Possible recommendations

Considerations for possible recommendations on the meaningful use criteria for stages one and two may also be worth. Centers for Medicare & Medicaid Services (CMS), for instance, has accepted comments from the public on the meaningful use criteria for stages two and three. So far, from the comments, professionals of health information technology are pleading with the policymakers to progress at a slower pace with stage two. In this regard, addition of criteria of forwarding electronic reminders to the patient per patient preference for follow-up care or preventive care on stage two criteria of meaningful use. This will represent a holistic type of care where patient information is monitored outside hospital settings until full recovery (Centers for Medicare and Medicaid Services, 2014).


EHRs have the potentiality of promoting the delivery of cost-effective, high-quality health care services. More specifically, this can be achieved via support for clinicians` decisions and improvement on patient outcomes. The role of nurses in the implementation and achievement of meaningful application of EHRs is very crucial. Since nurses spend more time with their patients, it is a requirement for them to identify novel ways in which technology can be employed to make a difference in health care service industry. If HIT systems are envisioned for rigorous improvements in health care service provision, nurse’s information starting from influencing various policies to provision of feedback to their facility and departmental heads regarding what works best for clinicians and patients must be sought.

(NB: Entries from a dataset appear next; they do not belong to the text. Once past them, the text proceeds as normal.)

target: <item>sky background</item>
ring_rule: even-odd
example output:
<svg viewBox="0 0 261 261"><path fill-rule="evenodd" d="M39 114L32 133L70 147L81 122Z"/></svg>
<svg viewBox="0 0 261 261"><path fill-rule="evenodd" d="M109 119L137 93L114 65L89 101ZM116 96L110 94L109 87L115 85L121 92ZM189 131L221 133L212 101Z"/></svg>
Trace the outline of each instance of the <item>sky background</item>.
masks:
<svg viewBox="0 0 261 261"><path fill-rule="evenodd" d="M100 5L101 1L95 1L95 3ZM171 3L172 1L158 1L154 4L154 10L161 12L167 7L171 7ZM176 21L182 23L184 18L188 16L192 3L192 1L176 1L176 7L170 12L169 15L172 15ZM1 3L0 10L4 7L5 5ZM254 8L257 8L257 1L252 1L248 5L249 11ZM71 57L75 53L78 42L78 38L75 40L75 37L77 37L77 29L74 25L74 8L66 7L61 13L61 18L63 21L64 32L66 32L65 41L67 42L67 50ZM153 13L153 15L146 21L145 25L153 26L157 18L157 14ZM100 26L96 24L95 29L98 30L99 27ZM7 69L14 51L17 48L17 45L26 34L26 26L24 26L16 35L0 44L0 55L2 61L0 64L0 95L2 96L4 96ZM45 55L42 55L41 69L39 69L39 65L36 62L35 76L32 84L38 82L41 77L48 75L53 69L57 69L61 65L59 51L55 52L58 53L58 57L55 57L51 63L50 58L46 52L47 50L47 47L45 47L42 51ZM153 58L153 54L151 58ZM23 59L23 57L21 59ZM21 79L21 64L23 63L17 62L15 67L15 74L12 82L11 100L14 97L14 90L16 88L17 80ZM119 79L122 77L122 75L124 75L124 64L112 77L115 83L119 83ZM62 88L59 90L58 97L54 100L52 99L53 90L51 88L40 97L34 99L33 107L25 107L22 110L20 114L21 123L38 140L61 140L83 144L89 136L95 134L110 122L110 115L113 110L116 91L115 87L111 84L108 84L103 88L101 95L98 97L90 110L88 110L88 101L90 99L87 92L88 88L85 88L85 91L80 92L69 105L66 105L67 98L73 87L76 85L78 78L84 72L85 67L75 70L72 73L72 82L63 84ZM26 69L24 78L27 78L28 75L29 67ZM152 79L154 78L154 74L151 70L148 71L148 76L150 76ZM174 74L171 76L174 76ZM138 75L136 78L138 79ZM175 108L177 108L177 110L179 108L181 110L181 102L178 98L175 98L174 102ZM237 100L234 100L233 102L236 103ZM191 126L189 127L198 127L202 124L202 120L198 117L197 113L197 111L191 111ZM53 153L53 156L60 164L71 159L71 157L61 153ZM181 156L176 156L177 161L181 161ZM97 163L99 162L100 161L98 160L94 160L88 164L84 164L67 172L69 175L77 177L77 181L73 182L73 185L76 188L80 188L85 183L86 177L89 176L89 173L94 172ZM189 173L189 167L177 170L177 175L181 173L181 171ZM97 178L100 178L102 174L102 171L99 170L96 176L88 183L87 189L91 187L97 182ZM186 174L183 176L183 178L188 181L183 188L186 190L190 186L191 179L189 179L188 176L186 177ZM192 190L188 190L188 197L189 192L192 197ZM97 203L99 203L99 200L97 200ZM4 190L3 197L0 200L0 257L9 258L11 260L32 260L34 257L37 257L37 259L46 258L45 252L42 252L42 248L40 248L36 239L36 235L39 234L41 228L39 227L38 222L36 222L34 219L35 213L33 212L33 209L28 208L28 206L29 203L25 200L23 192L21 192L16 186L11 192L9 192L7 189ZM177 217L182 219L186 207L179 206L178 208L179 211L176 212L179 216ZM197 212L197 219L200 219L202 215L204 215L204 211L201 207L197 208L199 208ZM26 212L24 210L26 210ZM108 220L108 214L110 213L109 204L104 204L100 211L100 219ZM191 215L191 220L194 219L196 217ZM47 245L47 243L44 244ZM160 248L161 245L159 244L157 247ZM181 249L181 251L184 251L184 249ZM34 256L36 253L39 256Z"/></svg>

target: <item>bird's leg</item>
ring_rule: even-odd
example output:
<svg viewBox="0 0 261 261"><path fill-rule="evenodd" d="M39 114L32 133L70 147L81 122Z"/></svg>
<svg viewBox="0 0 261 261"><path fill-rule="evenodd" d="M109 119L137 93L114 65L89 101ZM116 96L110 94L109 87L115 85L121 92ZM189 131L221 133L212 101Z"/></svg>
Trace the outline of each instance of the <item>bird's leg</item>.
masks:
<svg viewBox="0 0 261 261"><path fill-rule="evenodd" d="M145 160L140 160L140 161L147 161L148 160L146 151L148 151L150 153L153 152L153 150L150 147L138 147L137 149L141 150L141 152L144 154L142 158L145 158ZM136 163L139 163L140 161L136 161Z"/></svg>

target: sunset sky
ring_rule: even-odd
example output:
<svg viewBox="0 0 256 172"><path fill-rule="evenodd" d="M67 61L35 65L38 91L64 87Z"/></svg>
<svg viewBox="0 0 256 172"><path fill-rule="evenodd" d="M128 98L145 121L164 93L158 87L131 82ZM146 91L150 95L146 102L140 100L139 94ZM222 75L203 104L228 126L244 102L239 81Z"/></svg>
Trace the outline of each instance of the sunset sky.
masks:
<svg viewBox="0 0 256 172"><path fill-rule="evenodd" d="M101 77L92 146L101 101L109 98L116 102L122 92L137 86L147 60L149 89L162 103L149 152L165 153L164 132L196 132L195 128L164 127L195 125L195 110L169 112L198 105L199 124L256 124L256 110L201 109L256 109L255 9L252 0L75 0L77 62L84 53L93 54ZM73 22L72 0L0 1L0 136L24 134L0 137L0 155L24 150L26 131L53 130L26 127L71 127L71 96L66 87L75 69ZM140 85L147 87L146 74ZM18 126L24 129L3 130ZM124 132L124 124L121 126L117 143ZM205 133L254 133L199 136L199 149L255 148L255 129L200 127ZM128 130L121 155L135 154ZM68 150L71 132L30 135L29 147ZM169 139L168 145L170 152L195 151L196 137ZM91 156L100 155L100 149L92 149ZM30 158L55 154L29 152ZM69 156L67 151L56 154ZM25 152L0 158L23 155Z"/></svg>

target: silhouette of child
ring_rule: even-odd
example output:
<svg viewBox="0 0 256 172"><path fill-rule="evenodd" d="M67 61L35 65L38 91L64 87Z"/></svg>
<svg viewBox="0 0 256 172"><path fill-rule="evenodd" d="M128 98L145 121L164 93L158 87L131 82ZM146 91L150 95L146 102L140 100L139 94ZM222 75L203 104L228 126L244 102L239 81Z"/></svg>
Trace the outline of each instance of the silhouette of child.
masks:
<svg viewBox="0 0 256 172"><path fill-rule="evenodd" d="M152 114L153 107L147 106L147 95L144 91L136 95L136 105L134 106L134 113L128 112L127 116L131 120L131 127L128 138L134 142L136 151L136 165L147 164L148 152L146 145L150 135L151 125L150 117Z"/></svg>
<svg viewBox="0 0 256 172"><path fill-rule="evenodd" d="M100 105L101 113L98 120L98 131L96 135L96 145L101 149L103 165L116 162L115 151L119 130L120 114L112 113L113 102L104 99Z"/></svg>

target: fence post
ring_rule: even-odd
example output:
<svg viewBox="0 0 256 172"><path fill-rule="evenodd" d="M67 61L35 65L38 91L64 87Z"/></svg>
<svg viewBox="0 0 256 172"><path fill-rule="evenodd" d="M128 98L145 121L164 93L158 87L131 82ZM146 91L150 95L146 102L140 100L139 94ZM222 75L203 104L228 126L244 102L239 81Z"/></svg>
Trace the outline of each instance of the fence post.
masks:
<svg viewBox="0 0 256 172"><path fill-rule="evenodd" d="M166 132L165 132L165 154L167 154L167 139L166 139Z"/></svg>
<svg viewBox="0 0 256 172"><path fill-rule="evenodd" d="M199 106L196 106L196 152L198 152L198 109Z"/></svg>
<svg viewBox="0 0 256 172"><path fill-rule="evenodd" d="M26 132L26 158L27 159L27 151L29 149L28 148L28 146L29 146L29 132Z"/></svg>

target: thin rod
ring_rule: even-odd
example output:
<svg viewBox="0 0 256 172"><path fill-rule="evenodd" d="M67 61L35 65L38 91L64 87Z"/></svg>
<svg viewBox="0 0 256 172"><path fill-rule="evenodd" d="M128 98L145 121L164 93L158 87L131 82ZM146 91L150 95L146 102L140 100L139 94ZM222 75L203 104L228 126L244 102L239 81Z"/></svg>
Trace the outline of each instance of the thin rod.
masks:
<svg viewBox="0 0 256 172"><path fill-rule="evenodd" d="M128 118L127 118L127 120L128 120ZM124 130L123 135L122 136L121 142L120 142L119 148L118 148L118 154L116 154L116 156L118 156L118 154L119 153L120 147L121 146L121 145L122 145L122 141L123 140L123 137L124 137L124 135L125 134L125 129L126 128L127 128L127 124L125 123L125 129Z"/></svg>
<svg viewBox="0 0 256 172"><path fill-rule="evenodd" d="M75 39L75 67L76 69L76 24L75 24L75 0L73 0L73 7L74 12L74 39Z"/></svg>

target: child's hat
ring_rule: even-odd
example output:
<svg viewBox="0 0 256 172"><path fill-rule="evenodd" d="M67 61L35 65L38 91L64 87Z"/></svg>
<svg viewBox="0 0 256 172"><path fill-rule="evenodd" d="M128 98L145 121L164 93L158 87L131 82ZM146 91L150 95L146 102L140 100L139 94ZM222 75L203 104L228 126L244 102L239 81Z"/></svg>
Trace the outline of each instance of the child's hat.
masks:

Blumenthal, D., & Tavenner, M. (2010). The “meaningful use” regulation for electronic health records. England Journal of Medicine, 363(6), 501-504.

Centers for Medicare and Medicaid Services. (2014). Medicare and Medicaid Programs; Elec­tronic Health Record Incentive Program; Final Rule. Wash­ington, DC: Federal Register 2010 44314-588.

Fogelberg, D.M., & Wadensten, B. (2009). Nurses’ experiences of and opinions about using standardized care plans in elec­tronic health records. Studies in Health Technology and Informatics, 146, 763-764.

Kossman, S.P., & Scheidenhelm, S.L. (2008). Nurses’ perceptions of the im­pact of electronic health records on work and patient out­comes. Computers, Informatics, Nursing-LWW Journals, 26(2), 69-77.

Optum, Ferrari, V., & Heller, M. (2014). The paperless Medical Office: Using Optum PM and Physician EMR. New York: Cengage Learning.

Thompson D (2010). Reducing clinical costs with an EHR. Healthcare Financial Management, 64(10),106-12.